Sabia-se que os Democratas haviam feito a maior campanha de
registros de eleitores de sua história. Sabia-se que na eleição
presidencial americana os indecisos que terminam votando favorecem o
desafiante.
Nada daquilo estava errado. Os eleitores negros compareceram
em número *maior* que o esperado. Os indecisos terminaram escolhendo
Kerry em sua maioria.
Então de onde saíram os milhões que fizeram com que Bush vencesse o voto
popular com tal folga, se até mesmo parcelas do Partido Republicano
(“conservadores fiscais”, parte da elite militar) haviam abandonado
George Bush e apoiavam John Kerry? E de onde saíram os que decidiram o
estado chave de Ohio, se Cincinnati, Cleveland, Toledo, Columbus, Akron
e Dayton votaram em Kerry em números ainda mais altos que os esperados?

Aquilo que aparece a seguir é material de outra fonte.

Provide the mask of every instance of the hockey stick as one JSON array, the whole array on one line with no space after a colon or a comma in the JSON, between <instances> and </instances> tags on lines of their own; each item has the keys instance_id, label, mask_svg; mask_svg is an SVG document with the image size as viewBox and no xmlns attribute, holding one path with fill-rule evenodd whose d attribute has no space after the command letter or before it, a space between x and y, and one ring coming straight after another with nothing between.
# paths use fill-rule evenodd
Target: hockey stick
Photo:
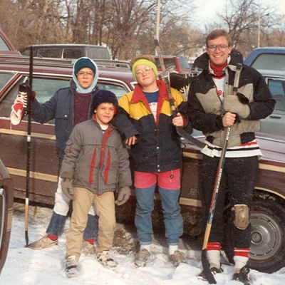
<instances>
[{"instance_id":1,"label":"hockey stick","mask_svg":"<svg viewBox=\"0 0 285 285\"><path fill-rule=\"evenodd\" d=\"M166 68L165 68L165 62L163 61L162 56L161 54L160 47L160 44L158 43L157 39L155 39L155 46L156 51L157 53L158 58L160 60L160 66L161 66L161 68L162 69L162 73L164 73L164 72L165 72ZM169 73L168 73L168 76L169 76ZM170 108L171 108L171 112L172 113L172 116L176 117L176 115L177 114L177 110L176 110L175 105L174 105L172 95L171 94L171 89L170 89L169 78L167 80L165 80L164 82L166 85L166 88L167 90L167 93L168 93L168 96L170 98ZM179 135L180 135L181 137L184 138L185 139L189 140L190 142L192 142L194 145L197 145L198 147L204 148L206 146L206 144L204 144L202 142L200 142L197 138L192 137L190 133L187 133L182 127L176 127L176 131Z\"/></svg>"},{"instance_id":2,"label":"hockey stick","mask_svg":"<svg viewBox=\"0 0 285 285\"><path fill-rule=\"evenodd\" d=\"M237 93L241 71L242 71L242 65L237 64L237 71L236 71L236 73L234 76L234 86L233 86L232 95L236 95ZM216 202L217 202L217 200L218 197L219 184L221 182L224 164L224 161L225 161L226 151L227 151L227 145L228 145L228 142L229 142L230 130L231 130L231 126L228 126L227 128L227 133L226 133L226 135L224 139L224 142L223 142L223 146L222 146L222 153L221 153L221 157L219 158L219 165L218 165L218 169L217 170L216 180L214 182L213 194L212 195L211 204L210 204L209 209L208 219L207 221L207 226L206 226L205 233L204 233L204 236L203 246L202 246L202 249L201 259L202 259L202 265L203 266L203 272L204 274L204 276L205 276L207 280L209 281L209 283L210 284L216 284L217 281L214 279L214 276L212 274L210 268L209 268L209 262L208 262L208 260L207 258L207 247L208 244L209 234L211 232L212 222L214 218L214 209L215 209L215 206L216 206Z\"/></svg>"},{"instance_id":3,"label":"hockey stick","mask_svg":"<svg viewBox=\"0 0 285 285\"><path fill-rule=\"evenodd\" d=\"M25 239L26 247L28 245L28 196L30 183L30 164L31 164L31 90L33 84L33 46L30 46L30 68L28 76L29 92L28 93L27 113L28 113L28 130L27 130L27 157L26 157L26 200L25 200Z\"/></svg>"}]
</instances>

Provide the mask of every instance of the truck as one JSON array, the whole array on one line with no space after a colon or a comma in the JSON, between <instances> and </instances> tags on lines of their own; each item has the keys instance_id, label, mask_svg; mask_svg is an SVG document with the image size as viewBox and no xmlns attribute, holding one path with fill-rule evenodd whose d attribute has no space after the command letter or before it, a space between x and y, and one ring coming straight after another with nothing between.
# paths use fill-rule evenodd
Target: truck
<instances>
[{"instance_id":1,"label":"truck","mask_svg":"<svg viewBox=\"0 0 285 285\"><path fill-rule=\"evenodd\" d=\"M274 111L261 120L261 131L285 135L285 47L255 48L244 63L262 74L276 100Z\"/></svg>"}]
</instances>

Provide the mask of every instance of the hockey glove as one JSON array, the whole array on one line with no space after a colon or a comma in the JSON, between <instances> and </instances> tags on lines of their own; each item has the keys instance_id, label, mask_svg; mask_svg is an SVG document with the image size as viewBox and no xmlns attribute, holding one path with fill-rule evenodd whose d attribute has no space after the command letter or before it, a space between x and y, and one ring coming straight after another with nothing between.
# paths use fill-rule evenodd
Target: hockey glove
<instances>
[{"instance_id":1,"label":"hockey glove","mask_svg":"<svg viewBox=\"0 0 285 285\"><path fill-rule=\"evenodd\" d=\"M241 103L239 97L235 95L226 96L224 99L223 105L226 112L237 114L242 119L247 118L250 113L249 105Z\"/></svg>"},{"instance_id":2,"label":"hockey glove","mask_svg":"<svg viewBox=\"0 0 285 285\"><path fill-rule=\"evenodd\" d=\"M61 182L61 190L63 193L71 200L74 198L74 190L72 180L68 178L63 178Z\"/></svg>"},{"instance_id":3,"label":"hockey glove","mask_svg":"<svg viewBox=\"0 0 285 285\"><path fill-rule=\"evenodd\" d=\"M115 204L118 204L118 206L123 205L128 200L130 196L130 187L125 186L120 188L119 194L118 195L118 199L115 201Z\"/></svg>"}]
</instances>

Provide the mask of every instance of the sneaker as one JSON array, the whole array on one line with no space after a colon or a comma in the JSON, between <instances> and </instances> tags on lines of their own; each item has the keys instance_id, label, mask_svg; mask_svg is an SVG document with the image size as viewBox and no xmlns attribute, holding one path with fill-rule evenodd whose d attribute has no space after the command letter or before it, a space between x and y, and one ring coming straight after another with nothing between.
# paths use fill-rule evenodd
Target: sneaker
<instances>
[{"instance_id":1,"label":"sneaker","mask_svg":"<svg viewBox=\"0 0 285 285\"><path fill-rule=\"evenodd\" d=\"M150 254L146 249L140 249L135 256L135 265L137 267L145 267Z\"/></svg>"},{"instance_id":2,"label":"sneaker","mask_svg":"<svg viewBox=\"0 0 285 285\"><path fill-rule=\"evenodd\" d=\"M212 272L212 274L213 275L215 275L218 273L222 273L224 272L224 270L222 269L222 267L219 268L217 268L217 267L211 267L209 269L210 271ZM204 270L198 275L198 278L201 280L204 280L204 281L207 281L207 278L206 276L206 274L204 273Z\"/></svg>"},{"instance_id":3,"label":"sneaker","mask_svg":"<svg viewBox=\"0 0 285 285\"><path fill-rule=\"evenodd\" d=\"M86 242L86 240L83 240L81 242L81 253L85 255L94 254L94 244L91 244L89 242Z\"/></svg>"},{"instance_id":4,"label":"sneaker","mask_svg":"<svg viewBox=\"0 0 285 285\"><path fill-rule=\"evenodd\" d=\"M75 255L66 259L66 274L68 278L77 277L79 275L80 266Z\"/></svg>"},{"instance_id":5,"label":"sneaker","mask_svg":"<svg viewBox=\"0 0 285 285\"><path fill-rule=\"evenodd\" d=\"M47 235L45 235L38 241L33 242L31 244L28 244L28 247L32 249L43 249L57 244L58 244L57 239L55 240L51 239L48 237Z\"/></svg>"},{"instance_id":6,"label":"sneaker","mask_svg":"<svg viewBox=\"0 0 285 285\"><path fill-rule=\"evenodd\" d=\"M104 267L109 269L115 269L117 268L117 262L109 256L109 251L104 250L100 254L97 254L97 261Z\"/></svg>"},{"instance_id":7,"label":"sneaker","mask_svg":"<svg viewBox=\"0 0 285 285\"><path fill-rule=\"evenodd\" d=\"M175 250L173 254L170 255L170 261L177 267L181 262L186 263L186 255L184 252Z\"/></svg>"},{"instance_id":8,"label":"sneaker","mask_svg":"<svg viewBox=\"0 0 285 285\"><path fill-rule=\"evenodd\" d=\"M249 268L247 266L242 268L239 273L234 273L233 280L239 281L244 285L250 285L249 279Z\"/></svg>"}]
</instances>

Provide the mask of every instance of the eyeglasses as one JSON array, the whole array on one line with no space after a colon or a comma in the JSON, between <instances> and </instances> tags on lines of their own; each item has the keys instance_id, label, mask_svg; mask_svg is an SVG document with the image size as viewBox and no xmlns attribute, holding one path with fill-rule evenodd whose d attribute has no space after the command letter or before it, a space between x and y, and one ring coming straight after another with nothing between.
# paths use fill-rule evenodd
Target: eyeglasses
<instances>
[{"instance_id":1,"label":"eyeglasses","mask_svg":"<svg viewBox=\"0 0 285 285\"><path fill-rule=\"evenodd\" d=\"M210 51L215 51L217 48L219 48L221 51L224 51L229 46L226 45L214 45L208 46L208 50Z\"/></svg>"},{"instance_id":2,"label":"eyeglasses","mask_svg":"<svg viewBox=\"0 0 285 285\"><path fill-rule=\"evenodd\" d=\"M135 76L142 76L145 72L148 73L150 71L152 71L152 68L151 68L150 67L146 67L145 68L143 69L139 69L138 71L135 71Z\"/></svg>"},{"instance_id":3,"label":"eyeglasses","mask_svg":"<svg viewBox=\"0 0 285 285\"><path fill-rule=\"evenodd\" d=\"M79 71L77 73L77 77L90 77L90 76L94 76L94 73L93 72L90 71L87 71L87 72L84 72L84 71Z\"/></svg>"}]
</instances>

De onde saiu o “voto extra” que decidiu a eleição americana?
A eleição se decidiu na *massiva mobilização do voto rural evangélico*.
E qual foi a grande alavanca dessa mobilização, se muitos perderam
empregos durante a administração de Bush ou têm parentes e conhecidos no
lamaçal do Iraque? A mídia nos diz que a vitória de Bush veio do
eleitorado que votou nas “questões morais”, mas como esse voto decidiu a
eleição em favor do presidente mais imoral da história?

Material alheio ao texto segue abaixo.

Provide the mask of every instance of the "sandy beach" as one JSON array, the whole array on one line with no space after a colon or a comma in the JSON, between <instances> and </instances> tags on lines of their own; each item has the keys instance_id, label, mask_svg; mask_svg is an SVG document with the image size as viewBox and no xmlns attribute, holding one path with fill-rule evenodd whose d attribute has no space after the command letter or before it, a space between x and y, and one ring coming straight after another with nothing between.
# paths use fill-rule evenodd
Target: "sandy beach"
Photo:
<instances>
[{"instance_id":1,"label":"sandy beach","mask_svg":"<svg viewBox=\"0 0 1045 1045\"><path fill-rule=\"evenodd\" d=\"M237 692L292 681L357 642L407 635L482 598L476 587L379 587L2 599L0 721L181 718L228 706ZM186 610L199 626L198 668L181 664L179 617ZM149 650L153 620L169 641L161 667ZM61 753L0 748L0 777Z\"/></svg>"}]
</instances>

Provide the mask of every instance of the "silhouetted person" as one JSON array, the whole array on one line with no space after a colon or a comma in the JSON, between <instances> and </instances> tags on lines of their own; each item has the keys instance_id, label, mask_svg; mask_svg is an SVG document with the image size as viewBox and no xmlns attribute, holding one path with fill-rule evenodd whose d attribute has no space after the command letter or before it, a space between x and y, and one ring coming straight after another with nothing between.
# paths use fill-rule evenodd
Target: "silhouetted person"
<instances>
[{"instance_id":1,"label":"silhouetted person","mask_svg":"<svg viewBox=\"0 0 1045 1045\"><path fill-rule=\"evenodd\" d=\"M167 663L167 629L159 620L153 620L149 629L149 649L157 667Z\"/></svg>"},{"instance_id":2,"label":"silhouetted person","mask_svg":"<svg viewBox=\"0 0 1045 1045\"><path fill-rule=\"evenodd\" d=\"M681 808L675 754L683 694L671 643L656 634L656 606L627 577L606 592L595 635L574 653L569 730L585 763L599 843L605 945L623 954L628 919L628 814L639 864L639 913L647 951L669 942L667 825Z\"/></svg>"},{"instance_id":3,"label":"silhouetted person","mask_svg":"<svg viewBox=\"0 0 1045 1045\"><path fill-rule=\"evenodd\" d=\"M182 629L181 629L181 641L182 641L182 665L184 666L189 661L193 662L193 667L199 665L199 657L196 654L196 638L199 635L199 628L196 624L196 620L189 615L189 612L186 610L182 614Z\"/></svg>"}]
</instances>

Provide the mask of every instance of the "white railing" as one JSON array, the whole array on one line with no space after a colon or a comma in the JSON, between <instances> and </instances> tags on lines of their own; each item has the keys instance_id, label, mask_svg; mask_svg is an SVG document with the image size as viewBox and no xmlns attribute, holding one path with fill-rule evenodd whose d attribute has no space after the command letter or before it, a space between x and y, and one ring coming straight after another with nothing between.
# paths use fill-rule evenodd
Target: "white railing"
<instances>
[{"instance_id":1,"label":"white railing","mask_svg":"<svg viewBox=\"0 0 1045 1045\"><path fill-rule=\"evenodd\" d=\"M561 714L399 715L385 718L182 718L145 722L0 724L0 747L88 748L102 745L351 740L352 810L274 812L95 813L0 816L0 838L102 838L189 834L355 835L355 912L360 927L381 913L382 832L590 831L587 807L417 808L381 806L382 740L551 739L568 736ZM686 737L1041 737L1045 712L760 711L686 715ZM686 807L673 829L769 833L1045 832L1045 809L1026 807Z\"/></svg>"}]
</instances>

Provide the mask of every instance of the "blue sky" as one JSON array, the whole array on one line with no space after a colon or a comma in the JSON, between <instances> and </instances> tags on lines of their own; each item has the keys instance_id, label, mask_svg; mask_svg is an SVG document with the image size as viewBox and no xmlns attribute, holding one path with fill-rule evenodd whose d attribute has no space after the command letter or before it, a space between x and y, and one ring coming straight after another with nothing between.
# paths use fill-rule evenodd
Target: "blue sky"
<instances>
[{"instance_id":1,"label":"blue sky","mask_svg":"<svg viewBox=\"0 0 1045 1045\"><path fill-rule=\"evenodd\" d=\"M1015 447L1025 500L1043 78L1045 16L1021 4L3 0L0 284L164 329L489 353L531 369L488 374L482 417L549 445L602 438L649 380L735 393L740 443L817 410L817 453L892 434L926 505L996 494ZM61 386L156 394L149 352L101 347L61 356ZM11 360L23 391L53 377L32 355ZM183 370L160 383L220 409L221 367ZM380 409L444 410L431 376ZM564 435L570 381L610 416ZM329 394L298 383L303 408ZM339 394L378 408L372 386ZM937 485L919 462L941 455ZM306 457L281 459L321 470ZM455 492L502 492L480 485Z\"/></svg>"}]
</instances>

A resposta é um testemunho do momento triste que vive este país.
O comparecimento às urnas nos grotões de Ohio e de dez outros estados
foi mobilizado por campanhas de correspondência e de pregação nas
igrejas, em favor de *emendas constitucionais que proíbem a união civil
entre pessoas do mesmo sexo e limitam a noção de “casamento” ao casal
homem /mulher. *Eliminando a possibilidade de que casais gays usufruam
de herança, plano de saúde compartilhado, união civil, escreveu-se nas
constituições estaduais: *gays, vocês não existem como cidadãos*.
Na maior democracia do mundo, permite-se que isso apareça na mesma
cédula da eleição presidencial. Na de Ohio, a proibição da união civil
dos gays era Questão* *(“Issue”) Número 1.

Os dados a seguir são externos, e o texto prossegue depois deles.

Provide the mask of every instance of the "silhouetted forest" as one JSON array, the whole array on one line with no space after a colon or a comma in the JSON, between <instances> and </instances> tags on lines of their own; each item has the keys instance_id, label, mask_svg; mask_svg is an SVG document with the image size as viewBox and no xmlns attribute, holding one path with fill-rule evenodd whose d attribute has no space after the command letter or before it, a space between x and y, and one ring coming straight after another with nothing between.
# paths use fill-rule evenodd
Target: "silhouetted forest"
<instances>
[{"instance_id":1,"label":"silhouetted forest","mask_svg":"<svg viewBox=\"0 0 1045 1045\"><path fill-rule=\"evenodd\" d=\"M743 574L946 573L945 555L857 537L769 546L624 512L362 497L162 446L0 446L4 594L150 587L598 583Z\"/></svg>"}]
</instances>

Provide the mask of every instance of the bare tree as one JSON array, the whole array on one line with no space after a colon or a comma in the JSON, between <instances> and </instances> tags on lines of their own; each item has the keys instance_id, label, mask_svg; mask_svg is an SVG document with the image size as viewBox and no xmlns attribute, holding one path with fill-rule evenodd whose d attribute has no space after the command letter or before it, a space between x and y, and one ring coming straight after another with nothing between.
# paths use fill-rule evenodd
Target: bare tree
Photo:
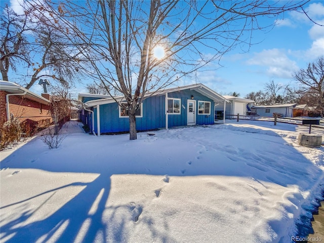
<instances>
[{"instance_id":1,"label":"bare tree","mask_svg":"<svg viewBox=\"0 0 324 243\"><path fill-rule=\"evenodd\" d=\"M284 86L280 84L275 84L273 80L265 85L267 103L273 105L277 103L284 103L288 100L289 85Z\"/></svg>"},{"instance_id":2,"label":"bare tree","mask_svg":"<svg viewBox=\"0 0 324 243\"><path fill-rule=\"evenodd\" d=\"M11 68L16 71L16 63L23 62L28 65L30 63L30 46L26 37L26 33L30 30L29 12L26 11L23 14L18 14L8 5L0 11L0 70L2 79L8 81L8 72Z\"/></svg>"},{"instance_id":3,"label":"bare tree","mask_svg":"<svg viewBox=\"0 0 324 243\"><path fill-rule=\"evenodd\" d=\"M123 94L133 140L136 111L154 93L148 91L176 84L237 45L250 46L253 31L274 24L262 25L260 18L301 11L306 3L71 1L53 3L53 11L67 26L79 23L74 41L87 44L89 74Z\"/></svg>"},{"instance_id":4,"label":"bare tree","mask_svg":"<svg viewBox=\"0 0 324 243\"><path fill-rule=\"evenodd\" d=\"M316 101L313 105L320 111L320 115L322 117L324 112L324 57L320 57L314 62L309 63L307 69L300 69L293 76L300 85L304 94L311 98L309 100Z\"/></svg>"},{"instance_id":5,"label":"bare tree","mask_svg":"<svg viewBox=\"0 0 324 243\"><path fill-rule=\"evenodd\" d=\"M256 92L252 92L248 94L245 97L246 99L254 100L256 105L267 104L267 94L260 90Z\"/></svg>"},{"instance_id":6,"label":"bare tree","mask_svg":"<svg viewBox=\"0 0 324 243\"><path fill-rule=\"evenodd\" d=\"M20 73L30 89L40 78L50 78L63 83L82 76L79 70L84 59L70 40L72 29L61 24L49 9L24 2L20 6L23 14L15 12L8 5L2 11L1 62L4 80L8 80L10 68L16 71L16 64L23 62Z\"/></svg>"},{"instance_id":7,"label":"bare tree","mask_svg":"<svg viewBox=\"0 0 324 243\"><path fill-rule=\"evenodd\" d=\"M100 95L109 95L107 89L109 90L109 88L104 87L102 85L102 84L97 84L96 83L94 84L89 84L87 85L86 88L88 90L88 92L90 94L98 94Z\"/></svg>"},{"instance_id":8,"label":"bare tree","mask_svg":"<svg viewBox=\"0 0 324 243\"><path fill-rule=\"evenodd\" d=\"M40 78L52 78L59 83L67 81L72 84L74 78L82 76L82 64L85 62L80 51L71 45L69 29L58 23L49 22L39 10L33 13L38 23L37 29L34 29L30 38L33 42L33 61L31 63L31 74L27 75L26 88L29 89ZM54 17L53 17L54 18Z\"/></svg>"}]
</instances>

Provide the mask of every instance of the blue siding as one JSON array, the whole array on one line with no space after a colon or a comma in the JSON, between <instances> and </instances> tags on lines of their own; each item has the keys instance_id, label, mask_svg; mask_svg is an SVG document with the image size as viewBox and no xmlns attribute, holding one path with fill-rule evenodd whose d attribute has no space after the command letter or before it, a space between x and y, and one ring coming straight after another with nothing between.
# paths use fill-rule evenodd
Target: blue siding
<instances>
[{"instance_id":1,"label":"blue siding","mask_svg":"<svg viewBox=\"0 0 324 243\"><path fill-rule=\"evenodd\" d=\"M186 90L168 93L169 98L181 99L181 114L168 114L168 127L187 125L187 103L193 95L196 101L196 124L198 125L214 124L214 107L212 100L195 91ZM143 117L136 118L136 129L138 131L156 129L166 127L165 95L152 96L143 101ZM211 102L211 114L198 114L198 101ZM98 133L97 127L97 108L94 108L95 131ZM117 104L112 103L100 105L100 133L114 133L129 131L128 117L119 117Z\"/></svg>"},{"instance_id":2,"label":"blue siding","mask_svg":"<svg viewBox=\"0 0 324 243\"><path fill-rule=\"evenodd\" d=\"M193 99L191 98L193 95ZM168 114L168 126L170 127L187 125L187 102L188 100L195 100L196 124L199 125L214 124L214 101L194 90L185 90L178 92L172 92L168 94L169 98L181 99L181 114ZM199 114L198 113L198 102L210 101L211 102L211 114ZM185 108L183 108L184 105Z\"/></svg>"}]
</instances>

Karl Rove, o borgiano e maquiavélico estrategista de Bush, tinha razão:
“gay-bashing” (porrada nos gays) funciona. De novo Rove criou um “wedge
issue”, uma bandeira extremista que mobiliza suficientes seguidores para
que *o extremista pareça ser o outro candidato*.
John Kerry está longe de ser um “defensor do casamento gay”. Mas para as
massas furiosas de fanáticos religiosos, isso não é suficiente. É
necessário que a constituição nos convença que os gays não existem e que
se escolha um presidente que defenda a Sagrada Família onde não há gays
nem lésbicas.
Que Iemanjá nos livre desses soldados de Deus.